If we go it alone on oil, even if your figures are accurate (and most say they're not), you've just raised our gas prices, conservatively, to $8.00 a gallon. And why not? We suddenly know how much oil we have and when it will run out. Scarcity always drives up the prices. On the good side, that will prompt us to produce alternate energy sources. Unfortunately, we're probably about 10 years (in the least) from having anything that will even come close.

And you want to talk scarce? You've driven up prices on everything. Since we are no longer a manufacturing country, then demand goes up on those few things that can be imported or are made at home. Who wants to pay $300 for a toaster?

I suppose we can start being a manufacturing country again, but we are not totally self-sufficient. No country is. Who suffers? The consumer. So you may want to isolate yourself, but you can't. Besides, if we don't buy anything from China, who do we sell our crops to? Russia and China are two of our biggest customers. You've just created a surplus on agricultural products, one of the few things we still lead the world in. If you remember from your Econ 101 classes, surpluses always drive down the prices.

So let's review: Even if we renege on our debt with China (and other countries, including France), then we have run away inflation and plummeting wages.
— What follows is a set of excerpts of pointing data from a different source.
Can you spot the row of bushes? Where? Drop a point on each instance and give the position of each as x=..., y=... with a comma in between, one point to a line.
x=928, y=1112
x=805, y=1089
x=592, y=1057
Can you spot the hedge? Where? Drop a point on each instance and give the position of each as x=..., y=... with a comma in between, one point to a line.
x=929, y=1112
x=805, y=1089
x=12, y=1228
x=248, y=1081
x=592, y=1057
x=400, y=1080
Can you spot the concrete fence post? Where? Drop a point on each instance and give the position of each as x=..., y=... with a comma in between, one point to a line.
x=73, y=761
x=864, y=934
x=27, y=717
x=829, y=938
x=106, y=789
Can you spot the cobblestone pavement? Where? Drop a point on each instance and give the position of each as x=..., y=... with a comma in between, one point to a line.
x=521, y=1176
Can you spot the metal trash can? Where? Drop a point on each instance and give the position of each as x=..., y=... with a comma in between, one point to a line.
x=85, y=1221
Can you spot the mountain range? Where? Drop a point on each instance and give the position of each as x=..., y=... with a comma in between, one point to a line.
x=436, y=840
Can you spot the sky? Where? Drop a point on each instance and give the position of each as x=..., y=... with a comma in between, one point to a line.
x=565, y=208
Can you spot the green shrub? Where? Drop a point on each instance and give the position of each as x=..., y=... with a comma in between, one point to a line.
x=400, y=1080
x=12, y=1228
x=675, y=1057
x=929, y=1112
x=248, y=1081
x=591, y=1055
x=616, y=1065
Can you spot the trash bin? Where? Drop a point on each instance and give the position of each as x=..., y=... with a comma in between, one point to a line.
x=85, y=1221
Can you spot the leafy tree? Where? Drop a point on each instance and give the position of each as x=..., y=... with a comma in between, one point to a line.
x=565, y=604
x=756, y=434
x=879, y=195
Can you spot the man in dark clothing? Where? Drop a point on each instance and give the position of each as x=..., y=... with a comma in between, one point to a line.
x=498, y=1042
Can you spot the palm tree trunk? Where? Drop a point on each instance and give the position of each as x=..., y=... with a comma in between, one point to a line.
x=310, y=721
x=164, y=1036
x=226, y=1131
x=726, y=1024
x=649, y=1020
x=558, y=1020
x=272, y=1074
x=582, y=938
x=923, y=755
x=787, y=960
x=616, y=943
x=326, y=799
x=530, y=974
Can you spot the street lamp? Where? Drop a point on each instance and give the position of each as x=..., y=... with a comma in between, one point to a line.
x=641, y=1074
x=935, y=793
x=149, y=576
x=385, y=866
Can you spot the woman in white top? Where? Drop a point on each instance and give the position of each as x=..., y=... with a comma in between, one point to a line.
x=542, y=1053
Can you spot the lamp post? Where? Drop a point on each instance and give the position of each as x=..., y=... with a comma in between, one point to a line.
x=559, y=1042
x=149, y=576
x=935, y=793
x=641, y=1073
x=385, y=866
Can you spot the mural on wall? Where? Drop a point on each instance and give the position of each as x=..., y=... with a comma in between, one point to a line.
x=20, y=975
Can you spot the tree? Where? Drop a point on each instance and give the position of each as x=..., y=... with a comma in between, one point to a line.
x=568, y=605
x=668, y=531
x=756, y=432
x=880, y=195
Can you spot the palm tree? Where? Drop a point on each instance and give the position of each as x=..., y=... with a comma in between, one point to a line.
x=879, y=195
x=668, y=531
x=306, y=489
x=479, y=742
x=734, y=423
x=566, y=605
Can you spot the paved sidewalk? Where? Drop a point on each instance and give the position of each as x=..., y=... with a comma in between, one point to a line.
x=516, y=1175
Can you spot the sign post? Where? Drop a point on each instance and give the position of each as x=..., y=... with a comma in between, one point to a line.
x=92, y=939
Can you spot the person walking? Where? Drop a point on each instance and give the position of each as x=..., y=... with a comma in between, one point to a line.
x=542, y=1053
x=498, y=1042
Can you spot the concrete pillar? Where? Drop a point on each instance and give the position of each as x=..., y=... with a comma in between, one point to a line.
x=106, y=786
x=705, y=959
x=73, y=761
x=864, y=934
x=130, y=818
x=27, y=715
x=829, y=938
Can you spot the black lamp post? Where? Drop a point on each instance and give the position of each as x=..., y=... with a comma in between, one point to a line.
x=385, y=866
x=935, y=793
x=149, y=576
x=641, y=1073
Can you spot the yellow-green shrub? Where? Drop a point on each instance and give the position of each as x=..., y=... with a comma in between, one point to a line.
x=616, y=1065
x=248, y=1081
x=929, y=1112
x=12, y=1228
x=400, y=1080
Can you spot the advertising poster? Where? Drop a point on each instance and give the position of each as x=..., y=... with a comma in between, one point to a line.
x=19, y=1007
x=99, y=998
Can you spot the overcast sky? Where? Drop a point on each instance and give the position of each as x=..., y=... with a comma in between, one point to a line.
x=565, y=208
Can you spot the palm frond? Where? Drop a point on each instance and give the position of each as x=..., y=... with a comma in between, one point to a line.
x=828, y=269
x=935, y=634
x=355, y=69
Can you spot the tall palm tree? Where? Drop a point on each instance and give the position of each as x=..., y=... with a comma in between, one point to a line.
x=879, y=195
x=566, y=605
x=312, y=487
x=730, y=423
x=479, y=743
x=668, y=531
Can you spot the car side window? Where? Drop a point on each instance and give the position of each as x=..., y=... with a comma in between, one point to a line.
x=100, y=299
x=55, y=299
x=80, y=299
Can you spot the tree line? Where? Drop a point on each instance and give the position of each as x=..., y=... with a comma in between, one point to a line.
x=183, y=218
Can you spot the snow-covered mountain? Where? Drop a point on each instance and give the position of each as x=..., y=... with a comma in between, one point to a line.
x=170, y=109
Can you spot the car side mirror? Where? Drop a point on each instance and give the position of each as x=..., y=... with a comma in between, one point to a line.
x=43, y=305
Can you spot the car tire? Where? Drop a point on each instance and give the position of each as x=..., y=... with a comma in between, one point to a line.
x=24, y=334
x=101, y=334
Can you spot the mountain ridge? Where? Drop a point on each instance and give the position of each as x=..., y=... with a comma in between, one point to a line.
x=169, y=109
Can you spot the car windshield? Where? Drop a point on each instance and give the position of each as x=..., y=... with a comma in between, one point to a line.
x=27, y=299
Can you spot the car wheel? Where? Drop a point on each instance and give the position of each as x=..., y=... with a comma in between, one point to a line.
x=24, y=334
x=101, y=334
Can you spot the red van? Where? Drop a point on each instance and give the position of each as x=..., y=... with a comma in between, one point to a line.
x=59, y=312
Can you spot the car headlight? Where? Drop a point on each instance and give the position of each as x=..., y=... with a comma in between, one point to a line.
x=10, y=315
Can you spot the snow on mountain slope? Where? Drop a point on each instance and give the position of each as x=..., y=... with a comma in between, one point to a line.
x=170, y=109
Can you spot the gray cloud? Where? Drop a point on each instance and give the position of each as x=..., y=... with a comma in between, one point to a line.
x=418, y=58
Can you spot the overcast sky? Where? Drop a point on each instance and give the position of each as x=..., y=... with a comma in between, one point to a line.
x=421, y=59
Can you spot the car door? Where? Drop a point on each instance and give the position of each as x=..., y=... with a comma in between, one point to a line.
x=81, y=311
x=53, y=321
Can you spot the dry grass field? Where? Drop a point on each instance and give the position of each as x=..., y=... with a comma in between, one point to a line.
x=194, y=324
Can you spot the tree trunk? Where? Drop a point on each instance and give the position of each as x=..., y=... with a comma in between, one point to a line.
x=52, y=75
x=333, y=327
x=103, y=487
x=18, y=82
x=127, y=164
In short, you start a world-wide depression that makes the '30s look like good times with massive starvation everywhere, including the US. Even if we subsidize our farmers to keep producing food when it is no longer profitable (of course, how we do that is beyond me, since we can no longer borrow money from anybody), we still can't get it to the consumer because energy costs have killed the shipping industry, but I suppose we could subsidize that, too. In short, before you start with these wonderful ideas, do the math.

Two other points: One: By your plan, terrorists will quake in fear from the United States' retaliation, just like they do now. And, Two: It will cut down on immigration. Who would want to live here?